On the Planning Department’s redundancy roster, her name was eleventh.
Eleventh was just low enough to make people think they understood her fate.
They had no idea how badly they had misread the board.
The twentieth floor was quieter, better lit, and more expensive in every visible way.
The secretary led her to the office door, opened it, and stepped aside.
Inside, Lu Zhihan was seated behind a broad desk, his posture straight, his expression unreadable.
He looked at her for several seconds before he spoke.
‘Song Yuanzhu.’
He said her name as though he had only just decided what kind of woman she was.
Then he asked the question that made the room feel suddenly smaller.
‘In the shareholders’ meeting… why did you vote in favour?’
Song Yuanzhu stood still.
She understood, then, that some of the most dangerous moments in life are not the ones that arrive with noise.
They arrive with silence.
With paper.
With a file left open on a desk.
With a question that sounds simple until you realise it has already exposed too much.

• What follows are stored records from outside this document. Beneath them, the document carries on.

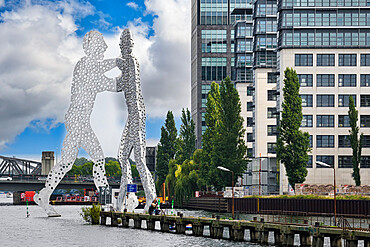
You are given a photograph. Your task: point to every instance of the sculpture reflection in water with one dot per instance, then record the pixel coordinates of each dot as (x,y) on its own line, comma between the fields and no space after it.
(133,137)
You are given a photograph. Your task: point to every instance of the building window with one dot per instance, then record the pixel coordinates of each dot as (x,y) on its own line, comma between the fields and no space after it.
(365,80)
(250,91)
(343,141)
(250,137)
(325,60)
(327,159)
(306,121)
(213,68)
(365,120)
(365,162)
(347,60)
(250,122)
(343,100)
(271,112)
(271,130)
(325,141)
(271,95)
(348,80)
(244,60)
(271,78)
(365,59)
(309,162)
(325,100)
(325,80)
(365,100)
(305,80)
(325,121)
(306,100)
(343,121)
(244,31)
(303,60)
(366,141)
(271,148)
(214,14)
(344,161)
(324,38)
(250,106)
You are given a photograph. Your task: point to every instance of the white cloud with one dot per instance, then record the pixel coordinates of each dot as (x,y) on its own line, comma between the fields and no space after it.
(41,49)
(133,5)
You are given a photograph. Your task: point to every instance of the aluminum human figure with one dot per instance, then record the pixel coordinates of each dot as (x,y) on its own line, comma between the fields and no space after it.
(133,137)
(88,80)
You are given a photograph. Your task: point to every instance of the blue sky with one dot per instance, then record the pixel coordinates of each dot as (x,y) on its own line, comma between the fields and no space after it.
(41,42)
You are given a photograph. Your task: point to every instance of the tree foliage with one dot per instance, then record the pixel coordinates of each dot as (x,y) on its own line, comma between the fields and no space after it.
(292,144)
(186,140)
(112,169)
(166,148)
(356,142)
(223,141)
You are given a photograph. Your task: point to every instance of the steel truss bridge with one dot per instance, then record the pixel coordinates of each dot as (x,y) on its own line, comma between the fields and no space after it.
(15,166)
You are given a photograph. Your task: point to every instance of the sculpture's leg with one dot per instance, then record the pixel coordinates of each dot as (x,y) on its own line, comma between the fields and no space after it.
(92,146)
(128,201)
(69,154)
(145,175)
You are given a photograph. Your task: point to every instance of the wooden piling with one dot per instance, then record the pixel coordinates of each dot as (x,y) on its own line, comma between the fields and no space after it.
(283,233)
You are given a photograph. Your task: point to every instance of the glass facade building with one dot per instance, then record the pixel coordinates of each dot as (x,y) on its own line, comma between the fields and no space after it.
(327,42)
(212,50)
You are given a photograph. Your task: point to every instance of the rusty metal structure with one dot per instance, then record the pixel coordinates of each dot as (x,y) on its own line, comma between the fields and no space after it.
(16,166)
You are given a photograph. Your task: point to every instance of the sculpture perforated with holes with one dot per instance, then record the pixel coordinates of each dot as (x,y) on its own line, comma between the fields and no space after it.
(88,80)
(133,137)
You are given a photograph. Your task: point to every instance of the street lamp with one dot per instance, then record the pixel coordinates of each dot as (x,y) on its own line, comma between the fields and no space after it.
(232,186)
(335,189)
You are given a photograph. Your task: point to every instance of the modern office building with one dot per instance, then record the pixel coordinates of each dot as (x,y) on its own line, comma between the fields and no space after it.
(327,43)
(256,82)
(212,51)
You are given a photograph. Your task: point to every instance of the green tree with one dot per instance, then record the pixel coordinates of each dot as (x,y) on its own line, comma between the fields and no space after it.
(292,144)
(83,170)
(166,148)
(356,142)
(186,140)
(229,149)
(187,176)
(212,117)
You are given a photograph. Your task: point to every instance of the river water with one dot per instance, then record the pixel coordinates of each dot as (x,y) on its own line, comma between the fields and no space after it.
(70,230)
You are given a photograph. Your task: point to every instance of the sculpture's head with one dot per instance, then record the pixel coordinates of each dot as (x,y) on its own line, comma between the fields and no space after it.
(126,43)
(94,45)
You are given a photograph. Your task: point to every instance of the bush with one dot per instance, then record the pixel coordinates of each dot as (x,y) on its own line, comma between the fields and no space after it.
(91,214)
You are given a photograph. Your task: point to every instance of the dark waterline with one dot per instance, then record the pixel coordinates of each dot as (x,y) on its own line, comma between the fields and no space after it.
(70,230)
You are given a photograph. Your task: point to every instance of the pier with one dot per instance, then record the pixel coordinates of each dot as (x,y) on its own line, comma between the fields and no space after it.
(309,235)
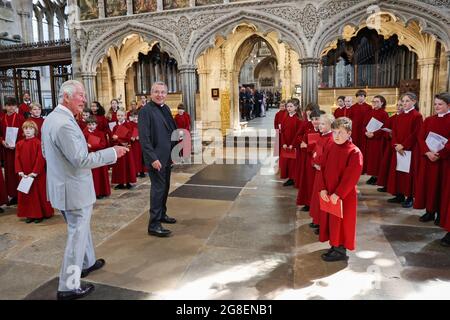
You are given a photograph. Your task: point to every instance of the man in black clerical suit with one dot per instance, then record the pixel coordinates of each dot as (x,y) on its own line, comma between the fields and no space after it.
(156,126)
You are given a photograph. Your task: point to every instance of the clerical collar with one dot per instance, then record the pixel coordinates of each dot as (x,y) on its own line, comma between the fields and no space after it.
(441,115)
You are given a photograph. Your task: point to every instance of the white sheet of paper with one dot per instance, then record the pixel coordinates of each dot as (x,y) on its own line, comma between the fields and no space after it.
(404,162)
(11,136)
(435,142)
(374,125)
(25,184)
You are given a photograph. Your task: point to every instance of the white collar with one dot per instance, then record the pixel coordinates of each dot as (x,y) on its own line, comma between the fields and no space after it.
(443,114)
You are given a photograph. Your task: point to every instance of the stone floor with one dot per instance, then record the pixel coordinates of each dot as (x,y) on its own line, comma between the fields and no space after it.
(238,236)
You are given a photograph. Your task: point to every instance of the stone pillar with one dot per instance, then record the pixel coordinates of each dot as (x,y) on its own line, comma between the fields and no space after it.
(89,86)
(310,80)
(426,76)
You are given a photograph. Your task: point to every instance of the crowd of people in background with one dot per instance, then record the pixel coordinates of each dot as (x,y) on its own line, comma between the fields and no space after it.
(323,155)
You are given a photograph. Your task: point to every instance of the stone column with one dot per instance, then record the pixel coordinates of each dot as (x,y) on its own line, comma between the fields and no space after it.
(426,76)
(89,86)
(310,80)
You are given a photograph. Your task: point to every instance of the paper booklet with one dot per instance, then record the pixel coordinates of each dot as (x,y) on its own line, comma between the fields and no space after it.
(11,136)
(25,184)
(404,162)
(374,125)
(435,142)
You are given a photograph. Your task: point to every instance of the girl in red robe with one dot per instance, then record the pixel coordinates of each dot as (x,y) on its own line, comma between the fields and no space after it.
(405,133)
(383,172)
(374,140)
(124,170)
(100,175)
(35,116)
(30,162)
(14,120)
(322,146)
(429,176)
(289,127)
(306,179)
(342,166)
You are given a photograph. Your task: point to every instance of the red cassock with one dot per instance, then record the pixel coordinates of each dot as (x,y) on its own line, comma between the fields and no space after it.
(100,175)
(428,180)
(183,121)
(445,199)
(308,173)
(374,146)
(358,115)
(124,170)
(342,112)
(322,146)
(300,161)
(39,121)
(11,178)
(405,131)
(289,128)
(342,168)
(383,170)
(136,149)
(28,160)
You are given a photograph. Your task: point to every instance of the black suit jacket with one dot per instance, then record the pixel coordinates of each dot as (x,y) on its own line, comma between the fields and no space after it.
(155,132)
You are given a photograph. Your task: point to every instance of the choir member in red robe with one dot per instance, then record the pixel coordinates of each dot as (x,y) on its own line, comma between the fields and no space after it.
(136,148)
(343,109)
(24,107)
(342,166)
(102,122)
(306,179)
(35,116)
(429,175)
(15,120)
(358,114)
(289,127)
(374,140)
(325,141)
(96,141)
(405,134)
(124,170)
(383,172)
(29,162)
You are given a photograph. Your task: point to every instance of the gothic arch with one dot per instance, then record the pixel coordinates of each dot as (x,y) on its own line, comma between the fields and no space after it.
(431,21)
(99,48)
(265,23)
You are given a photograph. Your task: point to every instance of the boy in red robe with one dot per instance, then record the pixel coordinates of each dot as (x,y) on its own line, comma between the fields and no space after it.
(429,176)
(306,179)
(405,134)
(325,141)
(124,170)
(383,172)
(96,141)
(358,114)
(29,162)
(136,148)
(35,116)
(289,127)
(374,140)
(12,119)
(342,166)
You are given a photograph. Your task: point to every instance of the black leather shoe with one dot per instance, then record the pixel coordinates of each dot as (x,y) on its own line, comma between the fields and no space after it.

Lu Zhihan had not called her up here to praise her.
He had called her up because he had noticed something was wrong.
And now, with his eyes fixed on her face, Song Yuanzhu knew that every choice she had made since the night of the lottery had led to this exact second.
The company thought she was a disposable employee.
The office thought she was doomed.
Lu Zhihan thought he held all the cards.
But the truth was sitting right there between them, quiet as a sealed envelope, waiting for one person to open it first.
And Song Yuanzhu had not become a shareholder in order to leave quietly.
She had become one because sometimes the only way to survive a collapsing company is to make sure you are the one holding the floor when it finally gives way.
She lifted her eyes to meet his.
And the room held its breath.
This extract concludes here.